We immediately began to look at our options. We would have to rehearse what we would say to her. Shortly after that, my SIL, K, called me and she said that Ma left 2 messages on her phone. While I was talking to her on her cell, we both heard her call once more. This time she said the hospital was "making arrangements to get a cab and this time she is bringing the police." Oh my gosh.

I immediately called the nurses' station to let them know that under NO circumstances were they to discharge her. She would be placed into a nursing home straight from the hospital.

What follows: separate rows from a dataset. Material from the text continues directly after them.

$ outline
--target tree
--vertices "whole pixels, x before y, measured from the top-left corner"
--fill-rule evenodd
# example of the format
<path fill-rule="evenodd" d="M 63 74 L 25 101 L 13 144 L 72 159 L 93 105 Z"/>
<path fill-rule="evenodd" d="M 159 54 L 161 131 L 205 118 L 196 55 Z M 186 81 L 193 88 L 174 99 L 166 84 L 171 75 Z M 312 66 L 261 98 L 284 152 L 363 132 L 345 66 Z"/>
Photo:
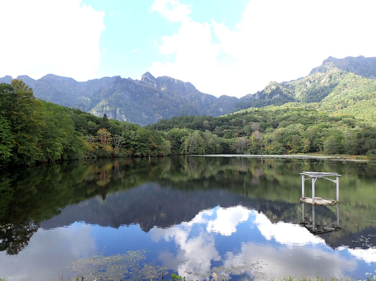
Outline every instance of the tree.
<path fill-rule="evenodd" d="M 41 102 L 35 99 L 29 87 L 16 79 L 11 85 L 0 84 L 0 116 L 8 120 L 14 139 L 12 160 L 21 164 L 41 160 Z"/>
<path fill-rule="evenodd" d="M 105 128 L 99 129 L 96 134 L 98 139 L 103 145 L 105 146 L 110 144 L 110 142 L 111 141 L 111 134 Z"/>
<path fill-rule="evenodd" d="M 115 135 L 112 139 L 114 142 L 114 150 L 117 153 L 119 151 L 119 147 L 124 142 L 124 133 L 122 133 L 121 135 Z"/>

We have to really think this out.

Thursday, August 19, 2010

In the Hospital

First thing this morning, Dad told me that Ma wanted to go to the doctor. The earliest appointment was at noon. She insisted that she wanted to go now, just like she was, in her nightgown. I asked her if she wanted to go to the ER, but no, she wanted to go to Kaiser. She had a hard time breathing and her chest hurt. I texted some prayer requests for Ma to our pastor: "Please pray. She can't breathe." 

When we got to the clinic, they put her on a monitor. Her oxygen level was fine but her blood pressure was way up. So, we waited and waited. Half the time I was on the phone reporting to the siblings, talking to the social worker to figure out what to do. She is still pushing to get her placed into a nursing home, preferably straight from the hospital.

Finally around noon, they said they were going to admit her to the hospital just for observation. Dad and I had lunch and then I decided to take him to the bank and at least report her debit card missing. They were not very helpful with that. We really need to get their finances in order.

At around 4, I received a phone call from the heart specialist and she said that she has some kind of heart failures. That is all she said and she was going to have to stay in the hospital to find out more. We all agree that this is not a thing to tell Dad now. I don't think he could handle it with his Alzheimer's. So we wait to see how this unfolds.